Program to check number is perfect square or not without sqrt function in Python

Suppose we have a number n, we have to check whether n is a perfect square number or not. A perfect square number k can be represented as k = a * a for some integer a. We have to solve this without using built-in square root function.

So, if the input is like n = 121, then the output will be True because 121 = 11*11.

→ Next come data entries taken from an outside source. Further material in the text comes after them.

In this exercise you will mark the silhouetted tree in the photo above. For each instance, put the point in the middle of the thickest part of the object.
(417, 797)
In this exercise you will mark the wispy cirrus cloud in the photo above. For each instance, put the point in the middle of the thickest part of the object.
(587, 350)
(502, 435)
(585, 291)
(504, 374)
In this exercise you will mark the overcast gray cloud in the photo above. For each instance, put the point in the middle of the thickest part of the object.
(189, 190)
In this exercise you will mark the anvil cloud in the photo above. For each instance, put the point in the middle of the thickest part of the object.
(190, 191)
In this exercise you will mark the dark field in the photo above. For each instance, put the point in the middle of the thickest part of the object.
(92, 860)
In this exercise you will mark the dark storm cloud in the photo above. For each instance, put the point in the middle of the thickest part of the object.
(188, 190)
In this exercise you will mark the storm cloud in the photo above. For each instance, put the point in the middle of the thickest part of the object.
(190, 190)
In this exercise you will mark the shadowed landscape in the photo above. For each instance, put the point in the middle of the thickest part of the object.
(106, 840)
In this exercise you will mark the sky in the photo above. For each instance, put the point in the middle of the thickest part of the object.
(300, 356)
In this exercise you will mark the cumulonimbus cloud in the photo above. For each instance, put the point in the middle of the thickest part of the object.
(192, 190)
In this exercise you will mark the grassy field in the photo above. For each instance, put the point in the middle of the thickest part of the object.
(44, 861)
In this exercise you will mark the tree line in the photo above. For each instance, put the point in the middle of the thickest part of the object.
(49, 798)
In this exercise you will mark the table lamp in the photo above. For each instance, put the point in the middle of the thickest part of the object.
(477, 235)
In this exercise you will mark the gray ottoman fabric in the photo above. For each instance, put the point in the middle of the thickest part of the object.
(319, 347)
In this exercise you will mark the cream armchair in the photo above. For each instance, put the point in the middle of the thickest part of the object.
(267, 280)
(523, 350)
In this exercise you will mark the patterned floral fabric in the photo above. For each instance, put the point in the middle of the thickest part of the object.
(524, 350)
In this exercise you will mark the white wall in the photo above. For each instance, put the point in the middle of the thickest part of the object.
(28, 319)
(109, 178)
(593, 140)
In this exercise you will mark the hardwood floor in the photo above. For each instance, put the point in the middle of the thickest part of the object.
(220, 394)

To solve this, we will follow these steps −

• if n is same as 0 or n is same as 1, then

  • return True

• start := 2

• stop := floor of n / 2

• while start <= stop, do

  • temp := a list of all numbers from start to stop

  • k := middle element of temp

  • k_squared := k * k

  • if k_squared is same as n, then

    • return True

  • if k_squared > n, then

    • start := temp[0]

    • stop := k - 1

  • otherwise,

    • start := k + 1

    • stop := last element of temp

• return False

Example

Let us see the following implementation to get better understanding

def solve(n):
   if n == 0 or n == 1:
      return True
   start = 2
   stop = n // 2
   while start <= stop:
      temp = range(start, stop + 1)

   k = temp[len(temp) // 2]
   k_squared = k * k 

   if k_squared == n:
      return True

   if k_squared > n:
      start = temp[0]
      stop = k - 1
   else:
      start = k + 1
      stop = temp[-1]

   return False

n = 121
print(solve(n))

Input

121

Output

True